The Dangers of Faith In Data
Here are the notes from my Warm Gun SF keynote, based on one of the stories from The Year Without Pants (An Amazon.com best book of the year). Thanks to folks that were there for being a great crowd.
“Confidence and faith in data grows in relation to your distance from the collection of it”
- The Data Paradox. The more data you have, the larger the role intuition plays in deciding how to interpret, explain and apply the data. Intuition must be used to decide which data to focus on, how to collect or organize the data, and what samples to use and exclude. For example, in A/B testing, you use intuition to decide what B is. Underneath all of our rational intellect is intuition, which influences our “rational” behavior far more than we admit. Often data yields unavoidable tradeoffs where two or more options are equally viable and someone must make a judgment call beyond the data. In strict paradox form: the more data you have the less you know.
- No team or organization is truly data-driven. Data is not conscious: it is merely a list of inert, dead numbers. Data doesn’t have a brain and therefore can’t drive or lead anything. At best you want to be data influenced, where (living) decision makers have good data available that they can use to help answer good questions about what they’re doing, how well it’s being done and what perhaps they should be doing in the future. All data has bias and blind-spots and a truly data-driven organization will drive itself into the ground chasing the illusion of purely objective truth.
- Data is a flashlight. Data gives you specific information about a singular vector of information. Data, like a flashlight, is only as useful as the person wielding it and the person interpreting what it shows. It has no magical powers. To get good information you want multiple sources so you can triangulate information and compensate for the inherent biases each kind of data has. For example, A/B testing can tell you things customer interviews can’t and vice versa. Clickthrough data does not tell you what happened between clicks (Did they punch a wall or jump for joy?) One analytical model suggests one hypothesis but a different method can suggest another with the same data.
- Ban the phrase “The data says.” Data can’t say anything for the same reason it can’t drive anything: data is inert. People, including data experts or growth hackers, can never speak singularly for the data. At best they are interpreters, offering one interpretation of what the useful narrative story derived from the data is (if there is one at all). Better experts yield better interpretations but never is their interpretation the only one available. If anyone utters “the data says” they are pretending data can have a singular interpretation which it never does, and this false faith prevents the asking of good questions, such as: is there an equally valid hypothesis based on this data that suggests a different conclusion than yours? (The answer is often yes).

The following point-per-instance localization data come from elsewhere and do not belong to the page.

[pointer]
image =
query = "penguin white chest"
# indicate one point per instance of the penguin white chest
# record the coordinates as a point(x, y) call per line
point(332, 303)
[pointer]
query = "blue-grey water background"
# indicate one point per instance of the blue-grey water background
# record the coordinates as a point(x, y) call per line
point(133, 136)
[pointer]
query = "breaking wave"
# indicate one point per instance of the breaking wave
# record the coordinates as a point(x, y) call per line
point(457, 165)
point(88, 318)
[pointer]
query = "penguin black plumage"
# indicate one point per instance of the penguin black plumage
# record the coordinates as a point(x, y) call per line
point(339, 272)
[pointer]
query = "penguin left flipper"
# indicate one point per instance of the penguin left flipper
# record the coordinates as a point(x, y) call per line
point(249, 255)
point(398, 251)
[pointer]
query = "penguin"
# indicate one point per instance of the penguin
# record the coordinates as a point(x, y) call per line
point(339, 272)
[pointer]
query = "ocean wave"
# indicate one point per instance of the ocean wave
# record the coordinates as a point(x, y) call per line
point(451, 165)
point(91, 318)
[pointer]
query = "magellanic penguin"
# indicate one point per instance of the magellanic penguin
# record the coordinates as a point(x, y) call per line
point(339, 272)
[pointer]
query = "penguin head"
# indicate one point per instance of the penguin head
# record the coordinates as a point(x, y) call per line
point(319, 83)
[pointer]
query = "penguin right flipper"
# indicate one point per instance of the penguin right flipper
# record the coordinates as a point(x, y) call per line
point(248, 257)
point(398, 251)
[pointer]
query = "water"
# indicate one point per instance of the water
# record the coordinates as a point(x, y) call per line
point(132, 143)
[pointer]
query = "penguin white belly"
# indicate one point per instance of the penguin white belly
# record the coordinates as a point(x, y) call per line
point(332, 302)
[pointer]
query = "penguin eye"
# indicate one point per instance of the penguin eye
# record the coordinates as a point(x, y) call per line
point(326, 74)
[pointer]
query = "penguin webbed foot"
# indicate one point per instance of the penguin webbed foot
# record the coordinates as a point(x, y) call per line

- Cognitive Bias pollutes our view of data. We know our brains are kludges, vulnerable to optical illusions. We also have blind spots in our cognition called cognitive biases. The most common one regarding data is confirmation bias, where we seek only to validate our preconceptions and stop doing analysis as soon as we have a singular hypothesis that supports our assumptions. Another dangerous bias is narrative bias, which is our attraction to stories. We love stories that are easy to understand, easy to say and that makes us feel good, and will prefer telling these stories over more complex ones even if the complex ones are truer.
- Cui Bono -“who benefits?” Who paid for this data? What was their reason for paying for it? What ambitions do they have? Certain outcomes of data benefit the people asking for the data and the people who capture the data, biasing the results. In political elections it’s common to see competing campaigns find very different data for who is in the lead, each finding their own candidate in front. Another example is how company founders will select data that makes them sound the best when pitching for funding (And VC firms will listen for the kinds of data they want to hear). Generally in life when you’re confused about why a strange decision was made, or there is grand incompetence, or nothing is happening at all, ask cui bono?
Also see: Data Death Spiral, How To Call BS On A Guru.
You can watch the actual keynote presentation below:
Hi Scott, I thought this was up to your usual standard, as was the Hiroshima one.
If people failed to comment then it is not because you failed to communicate, it’s because you communicated so well.
Kind of like how people don’t clap after a really excellent performance, or don’t speak after a good quote. I for one was silent after reading Hiroshima.
Great post, Scott!
Addendum: If you use data in your organization to make decisions, you should be required to demonstrate you understand Simpson’s Paradox.
I particularly like #4, the attribution of agency to a non-agentive (inert) object. Reminds me of the way so many financial analysts – and non-financial [non-]analysts – attribute agency to the stock market, e.g., referring to what “the market thinks” or “the market says”.